Von Werner Hornung

Die Gegenwart ist die Vergangenheit der Zukunft; weniger belletristisch formuliert lautet diese Binsenweisheit so: Heutige Entscheidungen und Ereignisse formen den Zustand unserer Welt von morgen. Gegenwärtige Fehler etwa können sich spätestens schon übermorgen drastisch auswirken, geraten – wenn man momentanen Bestsellern glauben darf – eventuell zu handfesten Katastrophen.

Diese Feststellung hängt freilich vom Standpunkt ab, ist eine Frage der Definition, denn möglicherweise leben wir bereits in und mit solchen Katastrophen. Überspitzt gesagt: Der Weltuntergang ist kein Privileg künftiger Generationen, sondern Weltuntergang, ist täglich – in nordamerikanischen Gettos, chilenischen Gefängnissen, sowjetischen Irrenanstalten, indischen Dörfern. Das klingt nach Pathos, vielleicht nach Pessimismus und ist doch bloß knappe Bestandsaufnahme einer krisenreichen Zeit.

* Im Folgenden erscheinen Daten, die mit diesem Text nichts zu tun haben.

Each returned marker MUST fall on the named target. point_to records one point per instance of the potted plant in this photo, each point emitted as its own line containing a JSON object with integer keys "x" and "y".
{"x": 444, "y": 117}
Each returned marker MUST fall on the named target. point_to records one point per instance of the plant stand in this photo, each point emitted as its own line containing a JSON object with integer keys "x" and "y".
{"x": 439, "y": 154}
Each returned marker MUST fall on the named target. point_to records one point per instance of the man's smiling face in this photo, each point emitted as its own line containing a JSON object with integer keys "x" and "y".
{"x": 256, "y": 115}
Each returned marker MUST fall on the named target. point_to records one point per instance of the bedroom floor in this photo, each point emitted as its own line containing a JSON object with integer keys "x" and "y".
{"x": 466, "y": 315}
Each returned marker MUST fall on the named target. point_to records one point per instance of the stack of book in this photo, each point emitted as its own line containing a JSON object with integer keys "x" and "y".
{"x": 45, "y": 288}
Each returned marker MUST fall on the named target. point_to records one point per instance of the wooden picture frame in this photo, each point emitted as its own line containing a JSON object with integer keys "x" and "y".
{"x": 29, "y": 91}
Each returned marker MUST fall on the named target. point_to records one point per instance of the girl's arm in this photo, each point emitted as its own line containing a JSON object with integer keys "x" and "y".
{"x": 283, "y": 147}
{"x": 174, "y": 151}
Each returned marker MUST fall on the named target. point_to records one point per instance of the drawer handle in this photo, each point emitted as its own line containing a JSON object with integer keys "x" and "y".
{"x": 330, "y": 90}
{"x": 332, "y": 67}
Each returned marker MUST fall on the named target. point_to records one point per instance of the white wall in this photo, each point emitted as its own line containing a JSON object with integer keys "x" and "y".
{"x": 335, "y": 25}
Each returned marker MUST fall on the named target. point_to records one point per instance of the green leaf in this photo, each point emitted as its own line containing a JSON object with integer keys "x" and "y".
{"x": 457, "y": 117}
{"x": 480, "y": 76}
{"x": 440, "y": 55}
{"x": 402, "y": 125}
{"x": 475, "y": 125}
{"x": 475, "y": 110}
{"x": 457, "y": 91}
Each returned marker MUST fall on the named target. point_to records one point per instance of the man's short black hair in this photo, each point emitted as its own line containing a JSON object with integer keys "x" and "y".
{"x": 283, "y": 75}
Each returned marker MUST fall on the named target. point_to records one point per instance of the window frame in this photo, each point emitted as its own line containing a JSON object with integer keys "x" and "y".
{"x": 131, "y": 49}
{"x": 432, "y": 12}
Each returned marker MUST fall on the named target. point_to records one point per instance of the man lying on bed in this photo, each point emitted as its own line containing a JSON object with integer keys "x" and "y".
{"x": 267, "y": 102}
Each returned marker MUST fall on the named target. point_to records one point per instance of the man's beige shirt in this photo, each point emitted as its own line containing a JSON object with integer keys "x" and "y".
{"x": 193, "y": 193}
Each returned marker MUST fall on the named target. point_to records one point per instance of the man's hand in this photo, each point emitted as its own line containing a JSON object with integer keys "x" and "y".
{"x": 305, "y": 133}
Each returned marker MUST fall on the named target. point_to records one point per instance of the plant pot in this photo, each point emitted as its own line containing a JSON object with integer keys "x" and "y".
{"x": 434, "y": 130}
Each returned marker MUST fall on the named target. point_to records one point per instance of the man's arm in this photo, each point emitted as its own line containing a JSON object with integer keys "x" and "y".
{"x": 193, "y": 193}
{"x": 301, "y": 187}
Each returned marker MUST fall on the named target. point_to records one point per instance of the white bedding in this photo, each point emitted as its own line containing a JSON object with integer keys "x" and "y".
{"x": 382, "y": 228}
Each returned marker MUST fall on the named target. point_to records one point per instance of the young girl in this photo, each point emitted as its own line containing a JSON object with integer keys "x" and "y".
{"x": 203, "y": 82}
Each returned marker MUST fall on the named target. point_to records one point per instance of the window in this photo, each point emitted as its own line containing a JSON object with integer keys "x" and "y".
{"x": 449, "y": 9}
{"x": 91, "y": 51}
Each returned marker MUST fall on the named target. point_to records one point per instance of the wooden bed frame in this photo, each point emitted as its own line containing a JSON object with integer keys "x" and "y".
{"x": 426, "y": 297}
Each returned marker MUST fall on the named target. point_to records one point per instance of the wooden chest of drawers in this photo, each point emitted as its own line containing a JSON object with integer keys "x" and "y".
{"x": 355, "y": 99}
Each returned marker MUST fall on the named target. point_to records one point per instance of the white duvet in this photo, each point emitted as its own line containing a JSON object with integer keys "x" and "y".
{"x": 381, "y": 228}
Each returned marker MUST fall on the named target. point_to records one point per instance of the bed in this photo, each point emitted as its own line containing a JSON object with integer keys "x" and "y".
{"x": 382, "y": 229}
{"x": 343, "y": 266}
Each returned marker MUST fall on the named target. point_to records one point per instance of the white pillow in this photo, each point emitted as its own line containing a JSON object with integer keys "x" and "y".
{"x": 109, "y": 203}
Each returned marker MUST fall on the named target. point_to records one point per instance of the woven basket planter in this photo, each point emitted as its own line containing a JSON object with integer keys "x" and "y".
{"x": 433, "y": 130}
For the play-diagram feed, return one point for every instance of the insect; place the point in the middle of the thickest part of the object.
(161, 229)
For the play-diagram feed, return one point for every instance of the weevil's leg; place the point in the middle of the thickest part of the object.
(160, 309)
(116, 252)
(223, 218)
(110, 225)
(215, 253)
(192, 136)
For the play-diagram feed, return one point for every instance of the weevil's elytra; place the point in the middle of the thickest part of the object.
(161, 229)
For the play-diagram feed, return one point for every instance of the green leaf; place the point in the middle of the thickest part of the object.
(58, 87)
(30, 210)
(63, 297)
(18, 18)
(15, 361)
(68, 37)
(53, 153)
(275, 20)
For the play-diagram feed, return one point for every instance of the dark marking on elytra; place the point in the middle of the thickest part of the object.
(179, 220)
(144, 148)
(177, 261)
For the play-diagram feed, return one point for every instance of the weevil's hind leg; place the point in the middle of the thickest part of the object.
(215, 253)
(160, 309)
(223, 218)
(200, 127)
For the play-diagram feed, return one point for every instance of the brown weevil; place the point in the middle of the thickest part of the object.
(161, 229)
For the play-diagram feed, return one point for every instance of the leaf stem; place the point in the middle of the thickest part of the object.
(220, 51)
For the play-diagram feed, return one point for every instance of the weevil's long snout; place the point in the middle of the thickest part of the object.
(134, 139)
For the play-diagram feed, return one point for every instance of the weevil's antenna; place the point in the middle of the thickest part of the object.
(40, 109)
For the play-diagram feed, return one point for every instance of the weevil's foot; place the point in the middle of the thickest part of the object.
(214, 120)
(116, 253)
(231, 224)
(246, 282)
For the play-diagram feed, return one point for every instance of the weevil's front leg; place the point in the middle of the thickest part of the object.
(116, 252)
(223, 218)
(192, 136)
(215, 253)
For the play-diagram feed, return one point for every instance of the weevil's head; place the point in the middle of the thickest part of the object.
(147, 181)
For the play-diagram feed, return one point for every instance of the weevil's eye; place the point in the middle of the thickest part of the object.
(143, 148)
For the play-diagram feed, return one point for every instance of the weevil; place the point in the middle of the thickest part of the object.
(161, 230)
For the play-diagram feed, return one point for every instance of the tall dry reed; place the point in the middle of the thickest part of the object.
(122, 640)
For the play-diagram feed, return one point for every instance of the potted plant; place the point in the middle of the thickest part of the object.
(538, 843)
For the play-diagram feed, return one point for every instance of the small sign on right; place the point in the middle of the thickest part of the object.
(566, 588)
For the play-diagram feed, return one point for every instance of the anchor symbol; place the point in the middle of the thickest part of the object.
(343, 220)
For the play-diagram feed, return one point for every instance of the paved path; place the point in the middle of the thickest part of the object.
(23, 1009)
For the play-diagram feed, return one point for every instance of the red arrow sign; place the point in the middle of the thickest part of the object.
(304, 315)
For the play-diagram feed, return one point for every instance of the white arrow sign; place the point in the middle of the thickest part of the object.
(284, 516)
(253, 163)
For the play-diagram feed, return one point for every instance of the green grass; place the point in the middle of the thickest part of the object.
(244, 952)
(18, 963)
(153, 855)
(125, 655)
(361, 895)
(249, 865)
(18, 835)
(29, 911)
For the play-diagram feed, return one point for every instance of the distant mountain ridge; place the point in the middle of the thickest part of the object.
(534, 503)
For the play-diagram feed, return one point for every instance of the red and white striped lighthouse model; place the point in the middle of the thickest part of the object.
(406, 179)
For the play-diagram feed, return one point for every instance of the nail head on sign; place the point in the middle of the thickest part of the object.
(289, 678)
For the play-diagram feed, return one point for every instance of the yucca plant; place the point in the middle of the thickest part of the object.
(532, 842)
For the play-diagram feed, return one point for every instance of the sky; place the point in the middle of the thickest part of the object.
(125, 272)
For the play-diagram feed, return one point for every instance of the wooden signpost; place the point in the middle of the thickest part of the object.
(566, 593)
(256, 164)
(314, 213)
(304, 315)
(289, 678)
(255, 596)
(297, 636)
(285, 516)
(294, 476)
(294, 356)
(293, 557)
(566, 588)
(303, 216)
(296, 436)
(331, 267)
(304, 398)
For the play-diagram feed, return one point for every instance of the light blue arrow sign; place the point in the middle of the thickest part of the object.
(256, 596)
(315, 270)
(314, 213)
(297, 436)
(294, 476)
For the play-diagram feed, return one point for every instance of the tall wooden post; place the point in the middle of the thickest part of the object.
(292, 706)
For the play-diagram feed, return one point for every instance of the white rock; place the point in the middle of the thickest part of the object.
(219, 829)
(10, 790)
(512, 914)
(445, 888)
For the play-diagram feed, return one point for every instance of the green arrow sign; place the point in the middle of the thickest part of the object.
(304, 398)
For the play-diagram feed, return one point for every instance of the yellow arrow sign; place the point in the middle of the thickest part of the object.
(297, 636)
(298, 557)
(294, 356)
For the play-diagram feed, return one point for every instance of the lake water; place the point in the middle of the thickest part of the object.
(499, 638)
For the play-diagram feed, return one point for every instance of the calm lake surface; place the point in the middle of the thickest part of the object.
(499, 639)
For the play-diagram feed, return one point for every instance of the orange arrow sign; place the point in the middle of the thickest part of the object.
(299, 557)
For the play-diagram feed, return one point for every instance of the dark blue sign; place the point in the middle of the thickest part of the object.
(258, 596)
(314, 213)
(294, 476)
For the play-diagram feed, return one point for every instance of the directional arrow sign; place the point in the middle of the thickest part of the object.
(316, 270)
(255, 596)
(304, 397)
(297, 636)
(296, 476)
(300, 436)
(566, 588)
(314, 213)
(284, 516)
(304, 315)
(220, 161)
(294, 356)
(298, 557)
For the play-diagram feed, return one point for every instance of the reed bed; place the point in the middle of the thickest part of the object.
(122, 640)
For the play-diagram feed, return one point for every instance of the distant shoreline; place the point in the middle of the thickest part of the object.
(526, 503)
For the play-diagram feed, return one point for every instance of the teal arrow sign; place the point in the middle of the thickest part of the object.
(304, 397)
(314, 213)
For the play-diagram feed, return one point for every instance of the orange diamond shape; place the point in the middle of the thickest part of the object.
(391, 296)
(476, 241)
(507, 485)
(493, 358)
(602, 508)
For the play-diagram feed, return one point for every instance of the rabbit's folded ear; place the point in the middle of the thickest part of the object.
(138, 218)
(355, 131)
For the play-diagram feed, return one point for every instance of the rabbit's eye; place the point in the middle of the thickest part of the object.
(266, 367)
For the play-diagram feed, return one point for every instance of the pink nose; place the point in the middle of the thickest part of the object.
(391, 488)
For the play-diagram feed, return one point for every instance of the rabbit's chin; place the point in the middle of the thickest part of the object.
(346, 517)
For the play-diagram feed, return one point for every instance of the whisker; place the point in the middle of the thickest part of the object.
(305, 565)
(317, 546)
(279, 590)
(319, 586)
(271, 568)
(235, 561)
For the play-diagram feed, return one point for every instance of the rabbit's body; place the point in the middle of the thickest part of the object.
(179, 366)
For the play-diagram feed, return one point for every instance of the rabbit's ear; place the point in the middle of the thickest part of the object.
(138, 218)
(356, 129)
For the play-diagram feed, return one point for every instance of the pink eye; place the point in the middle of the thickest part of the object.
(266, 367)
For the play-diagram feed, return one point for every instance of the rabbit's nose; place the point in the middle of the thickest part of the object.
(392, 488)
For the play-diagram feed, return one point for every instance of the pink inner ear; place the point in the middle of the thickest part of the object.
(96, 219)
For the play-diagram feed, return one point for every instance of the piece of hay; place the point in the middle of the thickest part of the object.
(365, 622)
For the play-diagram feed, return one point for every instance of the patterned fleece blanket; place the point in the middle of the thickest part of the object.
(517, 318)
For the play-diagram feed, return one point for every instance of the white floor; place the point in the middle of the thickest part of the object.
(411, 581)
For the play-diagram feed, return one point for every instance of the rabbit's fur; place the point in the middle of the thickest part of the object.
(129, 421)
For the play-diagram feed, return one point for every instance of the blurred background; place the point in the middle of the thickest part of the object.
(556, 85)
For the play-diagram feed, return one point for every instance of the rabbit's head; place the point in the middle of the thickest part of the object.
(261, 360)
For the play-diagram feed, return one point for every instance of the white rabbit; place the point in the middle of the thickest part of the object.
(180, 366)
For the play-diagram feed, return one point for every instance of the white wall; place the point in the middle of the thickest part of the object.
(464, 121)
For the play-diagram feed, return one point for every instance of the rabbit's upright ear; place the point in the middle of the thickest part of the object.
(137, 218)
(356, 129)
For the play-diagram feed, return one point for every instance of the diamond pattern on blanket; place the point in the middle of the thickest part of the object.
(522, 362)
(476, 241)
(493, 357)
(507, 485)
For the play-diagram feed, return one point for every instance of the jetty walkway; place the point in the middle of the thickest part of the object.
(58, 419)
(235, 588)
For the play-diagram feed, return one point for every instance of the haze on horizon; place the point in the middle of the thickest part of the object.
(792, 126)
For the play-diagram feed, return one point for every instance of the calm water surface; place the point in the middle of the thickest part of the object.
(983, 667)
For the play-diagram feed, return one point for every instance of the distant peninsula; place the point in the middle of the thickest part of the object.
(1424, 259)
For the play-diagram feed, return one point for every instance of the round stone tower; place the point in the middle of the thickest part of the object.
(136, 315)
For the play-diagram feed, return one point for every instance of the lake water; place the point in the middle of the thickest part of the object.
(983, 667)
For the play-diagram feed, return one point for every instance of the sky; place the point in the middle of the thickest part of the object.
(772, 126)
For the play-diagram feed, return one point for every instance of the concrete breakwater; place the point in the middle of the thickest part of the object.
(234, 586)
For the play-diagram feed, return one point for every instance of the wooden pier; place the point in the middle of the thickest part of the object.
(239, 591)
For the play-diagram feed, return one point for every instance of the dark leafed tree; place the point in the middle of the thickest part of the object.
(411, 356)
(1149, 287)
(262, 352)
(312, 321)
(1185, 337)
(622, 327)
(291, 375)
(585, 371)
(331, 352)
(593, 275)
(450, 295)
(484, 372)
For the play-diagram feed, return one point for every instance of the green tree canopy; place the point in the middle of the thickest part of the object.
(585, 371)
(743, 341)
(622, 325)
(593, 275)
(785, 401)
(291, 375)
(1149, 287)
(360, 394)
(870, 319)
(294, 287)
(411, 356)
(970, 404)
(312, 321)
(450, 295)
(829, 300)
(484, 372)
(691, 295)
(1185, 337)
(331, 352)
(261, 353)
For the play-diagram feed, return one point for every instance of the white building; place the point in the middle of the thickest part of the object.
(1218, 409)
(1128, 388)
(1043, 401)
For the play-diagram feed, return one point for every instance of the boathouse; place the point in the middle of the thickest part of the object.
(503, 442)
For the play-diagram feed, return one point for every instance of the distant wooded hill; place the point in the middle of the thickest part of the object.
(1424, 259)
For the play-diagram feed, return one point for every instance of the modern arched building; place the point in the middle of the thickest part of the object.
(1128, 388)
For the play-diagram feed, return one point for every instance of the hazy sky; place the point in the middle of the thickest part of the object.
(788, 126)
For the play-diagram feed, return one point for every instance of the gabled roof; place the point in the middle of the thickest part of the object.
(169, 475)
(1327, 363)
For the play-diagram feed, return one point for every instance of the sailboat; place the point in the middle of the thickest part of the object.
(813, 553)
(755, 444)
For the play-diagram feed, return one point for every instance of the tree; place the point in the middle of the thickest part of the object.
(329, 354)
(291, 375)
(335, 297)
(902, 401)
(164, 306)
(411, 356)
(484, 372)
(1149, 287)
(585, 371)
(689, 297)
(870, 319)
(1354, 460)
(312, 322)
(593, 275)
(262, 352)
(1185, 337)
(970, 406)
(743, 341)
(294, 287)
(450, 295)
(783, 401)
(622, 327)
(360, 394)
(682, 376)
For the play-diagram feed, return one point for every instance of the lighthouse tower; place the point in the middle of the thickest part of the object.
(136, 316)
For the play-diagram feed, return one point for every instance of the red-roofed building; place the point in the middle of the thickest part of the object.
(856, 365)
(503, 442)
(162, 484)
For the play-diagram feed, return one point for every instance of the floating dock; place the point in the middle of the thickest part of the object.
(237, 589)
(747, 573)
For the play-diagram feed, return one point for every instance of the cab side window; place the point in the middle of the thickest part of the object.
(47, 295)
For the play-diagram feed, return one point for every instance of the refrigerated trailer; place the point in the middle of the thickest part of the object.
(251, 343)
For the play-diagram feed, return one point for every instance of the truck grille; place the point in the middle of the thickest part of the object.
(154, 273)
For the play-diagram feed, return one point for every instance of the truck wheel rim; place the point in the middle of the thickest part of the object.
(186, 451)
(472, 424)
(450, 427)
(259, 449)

Kritik und Protest regen sich infolgedessen beinahe allerorten, und entsprechende Literatur gibt es mittlerweile gleich stapelweise. Ein Angst machendes Schwarzbuch für die „schweigende Mehrheit“, eine Kritik aus der rechten Ecke schrieb zum Beispiel Karl Steinbuch mit seiner „Kurskorrektur“. Nun liegt hierzu eine Art Gegenbuch vor, ein Hoffnung machendes Grünbuch:

Robert Jungk: „Der Jahrtausendmensch. Bericht aus den Werkstätten der neuen Gesellschaft“; C. Bertelsmann Verlag, München 1973; 438 S., 29,80 DM.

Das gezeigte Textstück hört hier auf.